Grade, percents, and slopes are all different words but can lead up to the same idea. In school we aim for the highest grade/percent we are able to achieve. In fraction form this is shown with how many you got right/ how many questions there are total. This correlates with the idea of a slope. The meaning of a slope is rise over run . this shows how far you are rising in your education. The higher the goal the harder it is to achieve. Like if you are running up a hill that is pretty steep then you'll get tired, but if you have been working and training up that hill it'll be easy. Same concept is being dealt with grades and percents, if you keep trying and studying as hard as you can it'll be easy. Good grades don't come from doing nothing. Even to the kids it comes easy to they too study maybe not as much but they do. 
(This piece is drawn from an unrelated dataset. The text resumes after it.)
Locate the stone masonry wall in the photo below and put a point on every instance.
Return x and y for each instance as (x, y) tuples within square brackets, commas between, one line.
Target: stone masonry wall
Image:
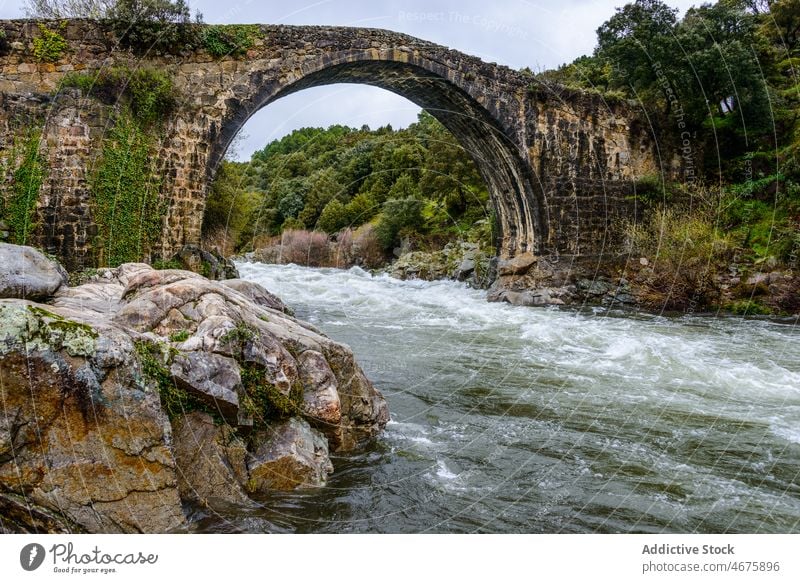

With the percent in slope. You would probably want a lower percent in incline. You would want this because if you have a 9% incline on the steepness while your riding a bike it'd be a nice little trip. Now imagine biking on that same pathway but with a 90% (what most kids strive for in school) incline. It'd be a lot tougher. The idea with percents and slope here are different then what you want in school. I think of it this way, slopes in steepness are like in golf. The lower the number, the better. The higher the number, the harder you must try to succeed.

1 comment:

  1. After a lengthy google search, I found out that a 9% grade is around a five degree slope, which sure is steep for a road, but while looking at it on graph, is not. The grade of a hill is rise/run x 100. But, knowing enough Trig, I was able to quickly realize that this is just tangent (opposite/adj) of the angle of inclination, or as its called in class - theta. I didn't expect to read on Wikipedia that a train can only pull half of it's load on a 1% grade as easily as it would on a 0% grade. Reading this I realized that slope and grade have a enormous importance on our world, especially in construction, transportation, and landscaping.
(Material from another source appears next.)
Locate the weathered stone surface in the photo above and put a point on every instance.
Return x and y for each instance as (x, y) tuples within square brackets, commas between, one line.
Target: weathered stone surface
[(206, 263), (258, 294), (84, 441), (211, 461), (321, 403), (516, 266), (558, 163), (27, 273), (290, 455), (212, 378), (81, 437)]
    The height of a right triangle is the rise, the base is the run, and the slope is the hypotenuse. This triangle immediately pops off the page, of unit circle for me, into real life; usually nothing comes off the page in math. I see the grade now as a part of math and real life. This is one of those few moments were math actually seems useful to me.

    I can't help but wonder if anyone is finding the grade or tangent of a road somewhere and using the formulas were using in class. I wonder if one day I'll be using tangent to build a house, or choose a bike trail.